Als ich zurück zum Tisch kam, hatte Noah seinen Hamburger schon verschlungen und machte sich nun über seine Pommes her.

»Scheint gut gewesen zu sein«, bemerkte ich grinsend.

»Unglaublich«, erwiderte Noah und schob sich noch eine Pommes in den Mund. »Als ich den Hamburger bestellt habe, hat mich der Mädchenschwarm am Tresen ...«,

»X«, sagte ich automatisch und stellte mein Tablett auf den Tisch.

Noah warf mir einen überraschten Blick zu, fuhr aber ohne Kommentar fort: »X hat mich gefragt, ob ich den Hamburger lieber mit Lammfleisch hätte, und das war die beste Idee des Tages.«

Ich probierte die Suppe und war überrascht. Sie schmeckte tatsächlich wie die meiner Großmutter. Das konnte nur bedeuten, dass ihr Rezept doch nicht so geheim und außergewöhnlich war, wie sie selbst immer behauptete. Ich grinste. Beim nächsten Familientreffen, wenn sie mich wieder mit irgendwas aufzog, würde ich das mal erwähnen.

»Und, wie ist die Suppe?«, fragte Noah.

»Wie die meiner Großmutter.« Ich nahm noch einen Löffel.

»Dann genieße sie, ich muss los«, sagte Noah und erhob sich. »Wir sehen uns später.« Er nahm seinen Teller, stellte ihn auf einen eleganten Geschirrwagen, winkte mir noch einmal zu und ging zum Ausgang.

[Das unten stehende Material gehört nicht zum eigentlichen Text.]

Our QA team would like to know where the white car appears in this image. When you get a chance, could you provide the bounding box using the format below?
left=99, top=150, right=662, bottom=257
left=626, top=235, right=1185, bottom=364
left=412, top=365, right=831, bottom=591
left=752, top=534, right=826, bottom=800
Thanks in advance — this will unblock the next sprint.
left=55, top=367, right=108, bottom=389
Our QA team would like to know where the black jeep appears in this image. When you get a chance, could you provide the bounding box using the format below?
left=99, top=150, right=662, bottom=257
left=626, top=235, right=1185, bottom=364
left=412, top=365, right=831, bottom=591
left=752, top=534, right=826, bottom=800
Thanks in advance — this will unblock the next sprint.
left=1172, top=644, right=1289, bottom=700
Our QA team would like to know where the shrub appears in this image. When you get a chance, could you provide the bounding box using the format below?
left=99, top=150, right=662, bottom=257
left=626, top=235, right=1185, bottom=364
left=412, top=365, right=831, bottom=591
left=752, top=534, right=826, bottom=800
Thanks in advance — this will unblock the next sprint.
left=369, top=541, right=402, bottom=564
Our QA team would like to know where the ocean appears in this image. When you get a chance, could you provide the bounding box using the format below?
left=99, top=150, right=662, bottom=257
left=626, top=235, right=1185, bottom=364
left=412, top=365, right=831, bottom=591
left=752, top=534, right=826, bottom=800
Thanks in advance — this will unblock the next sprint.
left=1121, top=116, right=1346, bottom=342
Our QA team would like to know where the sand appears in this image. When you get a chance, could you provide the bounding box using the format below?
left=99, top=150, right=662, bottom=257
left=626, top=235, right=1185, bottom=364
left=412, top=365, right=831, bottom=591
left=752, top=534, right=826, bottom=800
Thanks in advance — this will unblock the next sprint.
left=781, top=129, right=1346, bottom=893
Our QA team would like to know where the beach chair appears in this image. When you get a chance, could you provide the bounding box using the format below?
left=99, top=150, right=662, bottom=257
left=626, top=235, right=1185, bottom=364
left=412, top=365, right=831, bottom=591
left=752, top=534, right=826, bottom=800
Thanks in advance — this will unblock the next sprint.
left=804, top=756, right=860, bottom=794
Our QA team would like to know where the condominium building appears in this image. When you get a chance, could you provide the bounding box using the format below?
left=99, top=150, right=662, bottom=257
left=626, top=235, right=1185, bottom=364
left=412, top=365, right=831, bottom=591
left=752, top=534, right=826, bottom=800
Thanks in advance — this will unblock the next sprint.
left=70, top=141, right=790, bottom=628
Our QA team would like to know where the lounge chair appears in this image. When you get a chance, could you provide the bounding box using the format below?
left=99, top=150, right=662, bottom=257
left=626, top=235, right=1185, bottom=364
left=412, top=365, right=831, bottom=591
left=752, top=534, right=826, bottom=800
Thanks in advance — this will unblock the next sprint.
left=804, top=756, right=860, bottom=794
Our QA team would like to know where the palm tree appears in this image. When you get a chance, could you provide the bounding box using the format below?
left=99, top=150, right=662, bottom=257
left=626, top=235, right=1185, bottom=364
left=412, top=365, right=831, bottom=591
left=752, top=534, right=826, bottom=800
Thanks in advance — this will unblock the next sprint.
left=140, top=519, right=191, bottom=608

Als ich fertig gegessen hatte, tat ich es ihm gleich und war schon auf dem Weg zur Tür, als ich ein fröhliches: »Ciao Tina!«, vernahm. Ich drehte mich um und sah etwa dreißig Augenpaare auf mich gerichtet. Einige verdutzt, die meisten aber empört und neidisch. Ich nickte in Richtung Tresen: »X!«

Dann verließ ich das Restaurant.

>Cooler Abgang!<, sagte die Wächterin zufrieden.

Dieser Tag hatte das Zeug, der bisher beste meines Lebens zu werden.

Wenig später saß ich im Bus und fuhr in die Innenstadt. Es war schon nach 14:00 Uhr und Jo würde mit Sicherheit sauer sein, dass ich so spät kam, aber wie hatte Noah so schön gesagt: Damit musste er leben. Als ich endlich am Jägerzaun stand, der den Buchladen und den dazu gehörenden Garten umgab, hatte ich das Gefühl, nach Hause zu kommen. Ich konnte es plötzlich gar nicht mehr erwarten, Mathilde und den Raum der Bücher wiederzusehen. Auch die Wächterin freute sich. Sie summte vor sich hin, was irritierend gewesen wäre, wenn es sich nicht um eins meiner Lieblingslieder gehandelt hätte. Ich öffnete die Gartenpforte, die noch immer leise quietschte, und schritt über den Kiesweg auf das alte Einfamilienhaus, mit dem merkwürdigen Türmchen zu, in dem sich der Buchladen befand. Oder vielleicht sollte ich sagen, in dem er sich versteckte. Das Äußere des Ladens wirkte eher abweisend und im Inneren war es staubig und leicht chaotisch. Ich war gespannt, was Jos Mutter dazu gesagt hatte, denn all das passte nicht wirklich in das wohlgeordnete Leben der Dräxlers.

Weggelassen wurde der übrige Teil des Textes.